Die klagende Partei ist schuldig, der beklagten Partei die mit 556,99 EUR (darin 92,83 EUR USt) bestimmten Kosten des Revisionsverfahrens binnen 14 Tagen bei Exekution zu ersetzen.

Text

Begründung

Der Kläger ist Alleineigentümer der Liegenschaft EZ *****. Seit Jahrzehnten führte die Gattin des Klägers (= Mutter der Beklagten) auf dieser Liegenschaft ein Gasthaus mit angeschlossenem Campingbetrieb. Mit Ende 1998 schied sie aus dem Betrieb aus, der von der Beklagten weitergeführt wurde.

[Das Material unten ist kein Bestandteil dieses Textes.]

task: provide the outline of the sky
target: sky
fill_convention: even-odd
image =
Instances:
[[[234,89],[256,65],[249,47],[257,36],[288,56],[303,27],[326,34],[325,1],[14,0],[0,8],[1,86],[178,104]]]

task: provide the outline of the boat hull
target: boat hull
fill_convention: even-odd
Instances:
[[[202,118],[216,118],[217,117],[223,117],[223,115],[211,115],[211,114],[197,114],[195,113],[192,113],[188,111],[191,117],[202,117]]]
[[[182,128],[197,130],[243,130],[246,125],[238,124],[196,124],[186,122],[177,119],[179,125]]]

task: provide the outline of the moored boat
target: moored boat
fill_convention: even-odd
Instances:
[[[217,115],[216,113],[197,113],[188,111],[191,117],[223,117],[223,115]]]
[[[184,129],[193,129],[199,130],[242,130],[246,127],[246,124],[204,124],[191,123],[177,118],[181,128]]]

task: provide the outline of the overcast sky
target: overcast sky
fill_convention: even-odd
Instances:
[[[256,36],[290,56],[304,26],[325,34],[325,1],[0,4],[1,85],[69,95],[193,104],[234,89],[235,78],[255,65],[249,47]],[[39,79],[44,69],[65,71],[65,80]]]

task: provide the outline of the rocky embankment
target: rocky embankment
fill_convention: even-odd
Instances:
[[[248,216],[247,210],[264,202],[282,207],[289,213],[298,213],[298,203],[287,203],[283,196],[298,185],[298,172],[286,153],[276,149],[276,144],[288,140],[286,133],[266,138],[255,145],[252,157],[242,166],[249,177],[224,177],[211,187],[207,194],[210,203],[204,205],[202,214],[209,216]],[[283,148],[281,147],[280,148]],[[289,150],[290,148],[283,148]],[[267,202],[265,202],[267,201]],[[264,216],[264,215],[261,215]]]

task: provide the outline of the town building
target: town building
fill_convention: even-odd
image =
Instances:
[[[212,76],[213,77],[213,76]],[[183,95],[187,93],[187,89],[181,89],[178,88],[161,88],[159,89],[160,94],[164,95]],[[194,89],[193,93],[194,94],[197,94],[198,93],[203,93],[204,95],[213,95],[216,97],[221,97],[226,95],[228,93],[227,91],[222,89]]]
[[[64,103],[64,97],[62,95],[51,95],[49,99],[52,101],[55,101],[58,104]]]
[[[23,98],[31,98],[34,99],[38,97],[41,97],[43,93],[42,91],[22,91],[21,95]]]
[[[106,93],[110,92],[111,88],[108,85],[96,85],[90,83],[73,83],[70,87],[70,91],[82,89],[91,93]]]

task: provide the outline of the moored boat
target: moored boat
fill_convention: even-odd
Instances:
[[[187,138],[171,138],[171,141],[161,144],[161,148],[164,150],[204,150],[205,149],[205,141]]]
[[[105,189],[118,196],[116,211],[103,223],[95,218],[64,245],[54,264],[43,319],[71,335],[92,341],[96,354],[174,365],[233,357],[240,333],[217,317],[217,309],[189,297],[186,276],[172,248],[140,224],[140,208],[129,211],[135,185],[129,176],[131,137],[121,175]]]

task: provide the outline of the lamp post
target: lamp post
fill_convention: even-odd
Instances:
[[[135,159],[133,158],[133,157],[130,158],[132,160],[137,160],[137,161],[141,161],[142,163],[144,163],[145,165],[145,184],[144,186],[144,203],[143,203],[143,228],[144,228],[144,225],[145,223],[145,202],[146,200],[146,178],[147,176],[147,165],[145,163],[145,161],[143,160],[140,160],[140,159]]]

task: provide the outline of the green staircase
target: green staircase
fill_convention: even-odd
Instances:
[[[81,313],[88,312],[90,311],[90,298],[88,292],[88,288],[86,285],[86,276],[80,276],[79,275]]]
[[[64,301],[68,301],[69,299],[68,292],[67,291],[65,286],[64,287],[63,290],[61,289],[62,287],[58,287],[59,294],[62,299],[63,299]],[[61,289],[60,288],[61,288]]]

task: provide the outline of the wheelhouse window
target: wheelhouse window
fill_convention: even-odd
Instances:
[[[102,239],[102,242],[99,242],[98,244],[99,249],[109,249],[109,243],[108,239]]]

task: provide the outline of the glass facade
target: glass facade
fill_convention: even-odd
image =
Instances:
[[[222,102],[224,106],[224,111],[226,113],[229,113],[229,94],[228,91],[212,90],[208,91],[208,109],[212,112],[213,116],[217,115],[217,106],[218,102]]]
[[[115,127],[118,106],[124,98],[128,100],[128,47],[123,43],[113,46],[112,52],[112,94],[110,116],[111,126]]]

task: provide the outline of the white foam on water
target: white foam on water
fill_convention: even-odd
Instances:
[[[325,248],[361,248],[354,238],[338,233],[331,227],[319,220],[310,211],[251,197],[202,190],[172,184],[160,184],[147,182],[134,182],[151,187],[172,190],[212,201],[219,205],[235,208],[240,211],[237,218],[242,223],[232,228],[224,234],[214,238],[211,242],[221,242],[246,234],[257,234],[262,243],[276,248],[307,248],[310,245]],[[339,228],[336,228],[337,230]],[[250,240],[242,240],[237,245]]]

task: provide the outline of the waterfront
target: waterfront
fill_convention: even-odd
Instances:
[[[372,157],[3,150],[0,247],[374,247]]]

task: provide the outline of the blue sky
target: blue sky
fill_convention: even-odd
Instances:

Der Steuerberater der bisherigen Betriebsführerin erhielt vom Finanzamt die Auskunft, dass im Zusammenhang mit der Betriebsaufgabe eine Steuernachzahlung drohe, wenn die Liegenschaft von Betriebs- in Privatvermögen umgewandelt werde. Es sei möglich, diese Nachzahlung zu umgehen, indem der Kläger entweder das Eigentum an der Betriebsliegenschaft auf die Beklagte übertrage oder zu deren Gunsten ein Veräußerungs- und Belastungsverbot einverleiben lasse. Der Kläger entschied sich für Letzteres, wobei sein Motiv war, die Steuernachzahlung zu sparen. Der Steuerberater nahm auch mit der Beklagten, für die er nunmehr ebenfalls tätig war, Kontakt auf und erklärte dieser, was ein Belastungs- und Veräußerungsverbot bedeute und weswegen es notwendig sei. Die Beklagte war der Meinung, dass dieses Belastungs- und Veräußerungsverbot auch zur Absicherung ihrer mittlerweile auf der Liegenschaft des Klägers getätigten Investitionen dienen sollte und war aus diesem Grunde einverstanden. Das Erstgericht konnte weder feststellen, dass diese Absicht der Beklagten in die Vertragsverhandlungen eingeflossen, noch, dass der Beweggrund des Klägers als wesentliches oder einziges Motiv für die Vereinbarung des Veräußerungs- und Belastungsverbots genannt worden sei. In der Folge kam es zur Einverleibung des Veräußerungs- und Belastungsverbots im Grundbuch.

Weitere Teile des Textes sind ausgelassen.